İsrail’in 7 Ekim’de başlattığı savaş, tüm acımasızca suçlarıyla devam ediyor. Her gün yeni bir sivil yerleşimi hedef alınıyor ve yüzlerce insan katlediliyor. Henüz anlaşmaya varılan, mutabakat sağlanan bir konu yok. Avrupa kafasını kuma gömmüş durumda, Amerika her eylemi meşrulaştırma çabası içerisinde, Türkiye arabuluculuk için mücadele etmekte, İslam ülkeleri ise kınama faslını geçip boykot çağrısı aşamasına geçmiş durumda. Bu yazımızda boykot sürecini ele alacağız.

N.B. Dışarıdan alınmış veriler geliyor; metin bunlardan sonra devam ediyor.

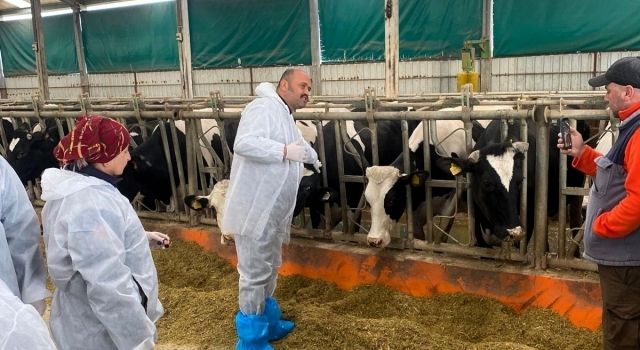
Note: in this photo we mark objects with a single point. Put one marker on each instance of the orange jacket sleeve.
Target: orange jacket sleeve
(585, 162)
(624, 218)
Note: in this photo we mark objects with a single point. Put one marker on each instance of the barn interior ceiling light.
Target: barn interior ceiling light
(19, 3)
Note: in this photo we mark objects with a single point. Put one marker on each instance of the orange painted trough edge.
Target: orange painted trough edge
(576, 299)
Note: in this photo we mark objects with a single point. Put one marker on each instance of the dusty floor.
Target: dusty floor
(199, 292)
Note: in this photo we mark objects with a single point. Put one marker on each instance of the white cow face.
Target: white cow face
(380, 180)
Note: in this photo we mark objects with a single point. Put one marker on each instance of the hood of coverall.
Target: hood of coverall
(58, 183)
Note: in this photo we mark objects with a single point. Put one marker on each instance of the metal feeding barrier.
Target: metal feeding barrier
(543, 108)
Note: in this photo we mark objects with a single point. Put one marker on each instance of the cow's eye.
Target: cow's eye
(487, 185)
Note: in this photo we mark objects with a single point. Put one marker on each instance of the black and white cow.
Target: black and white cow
(497, 169)
(386, 187)
(7, 128)
(312, 194)
(30, 150)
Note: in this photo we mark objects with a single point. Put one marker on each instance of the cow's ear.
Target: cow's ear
(454, 165)
(37, 136)
(415, 179)
(521, 146)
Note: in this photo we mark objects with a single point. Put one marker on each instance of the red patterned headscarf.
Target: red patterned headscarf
(96, 139)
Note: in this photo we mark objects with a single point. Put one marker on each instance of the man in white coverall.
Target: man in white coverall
(266, 170)
(21, 263)
(21, 327)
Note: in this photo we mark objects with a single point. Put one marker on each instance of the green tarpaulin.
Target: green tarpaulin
(230, 33)
(552, 26)
(438, 28)
(18, 57)
(131, 39)
(353, 30)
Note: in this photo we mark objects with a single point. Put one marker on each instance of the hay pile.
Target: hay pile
(199, 292)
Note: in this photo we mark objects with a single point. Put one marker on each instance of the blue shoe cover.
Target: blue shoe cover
(278, 328)
(253, 331)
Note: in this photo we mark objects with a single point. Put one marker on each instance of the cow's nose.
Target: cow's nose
(374, 242)
(515, 232)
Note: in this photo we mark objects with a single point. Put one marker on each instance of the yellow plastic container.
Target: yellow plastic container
(461, 80)
(472, 78)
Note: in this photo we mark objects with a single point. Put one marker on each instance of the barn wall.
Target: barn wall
(532, 73)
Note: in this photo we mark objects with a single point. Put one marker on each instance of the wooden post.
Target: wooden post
(38, 47)
(82, 65)
(487, 32)
(391, 48)
(316, 68)
(183, 36)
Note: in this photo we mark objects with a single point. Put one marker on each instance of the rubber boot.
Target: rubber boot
(278, 328)
(253, 331)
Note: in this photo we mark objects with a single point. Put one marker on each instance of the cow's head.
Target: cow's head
(214, 200)
(387, 197)
(496, 183)
(30, 152)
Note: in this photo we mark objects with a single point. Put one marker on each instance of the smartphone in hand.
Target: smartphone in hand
(565, 132)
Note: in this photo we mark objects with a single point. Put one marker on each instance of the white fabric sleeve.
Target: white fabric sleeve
(20, 325)
(311, 155)
(22, 230)
(252, 139)
(99, 256)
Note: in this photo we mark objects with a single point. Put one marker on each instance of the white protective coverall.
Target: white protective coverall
(21, 326)
(21, 264)
(99, 259)
(262, 194)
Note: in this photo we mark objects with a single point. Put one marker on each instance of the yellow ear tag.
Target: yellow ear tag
(415, 180)
(455, 169)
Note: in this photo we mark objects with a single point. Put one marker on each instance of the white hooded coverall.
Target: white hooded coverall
(99, 259)
(262, 194)
(21, 263)
(21, 326)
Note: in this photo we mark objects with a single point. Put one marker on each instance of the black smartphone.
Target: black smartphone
(565, 132)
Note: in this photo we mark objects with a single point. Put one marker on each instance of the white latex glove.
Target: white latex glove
(296, 152)
(158, 240)
(40, 306)
(145, 345)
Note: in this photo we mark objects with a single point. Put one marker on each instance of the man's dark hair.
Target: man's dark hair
(286, 75)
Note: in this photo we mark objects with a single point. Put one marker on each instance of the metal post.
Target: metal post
(391, 48)
(183, 36)
(343, 190)
(82, 66)
(316, 68)
(3, 84)
(487, 32)
(38, 47)
(408, 242)
(542, 184)
(524, 132)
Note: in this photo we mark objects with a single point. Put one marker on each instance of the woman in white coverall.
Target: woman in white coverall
(266, 170)
(21, 264)
(98, 253)
(21, 327)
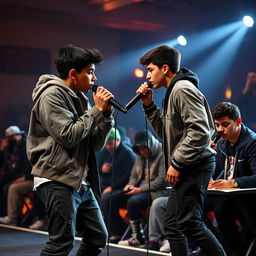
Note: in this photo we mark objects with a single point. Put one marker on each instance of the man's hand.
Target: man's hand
(221, 184)
(172, 176)
(147, 94)
(101, 98)
(106, 190)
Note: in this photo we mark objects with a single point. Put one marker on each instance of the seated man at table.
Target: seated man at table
(235, 168)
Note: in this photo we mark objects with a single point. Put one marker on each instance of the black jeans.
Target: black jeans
(67, 209)
(185, 210)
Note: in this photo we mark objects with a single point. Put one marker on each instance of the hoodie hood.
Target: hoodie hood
(185, 74)
(46, 81)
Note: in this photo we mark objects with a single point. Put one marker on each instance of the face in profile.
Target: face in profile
(156, 75)
(228, 127)
(85, 79)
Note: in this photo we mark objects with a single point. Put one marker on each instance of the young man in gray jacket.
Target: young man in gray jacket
(185, 129)
(64, 133)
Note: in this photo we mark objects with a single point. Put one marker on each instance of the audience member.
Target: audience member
(115, 164)
(147, 182)
(235, 168)
(14, 165)
(15, 199)
(121, 156)
(247, 101)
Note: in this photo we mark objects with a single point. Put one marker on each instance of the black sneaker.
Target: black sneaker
(114, 239)
(153, 245)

     Tarihsel süreçte ‘boykot’ hem ülkeler açısından hem de ulusal ve firmalar açısından bir enstrüman olarak kullanılmıştır. Genel olarak ilişkileri ve tedariği kesmek anlamında kullanılan, ekonomik yaptırım için doğru organizasyonla yönetildiğinde istenilen sonuçlar elde edilmesi muhtemeldir. Dünyada en ileri şekilde Nazilerin Almanya’da devletinde desteğiyle Yahudilere uyguladığı kısıtlamalar en bariz sonuç odaklı örneğidir.

Gelelim günümüze…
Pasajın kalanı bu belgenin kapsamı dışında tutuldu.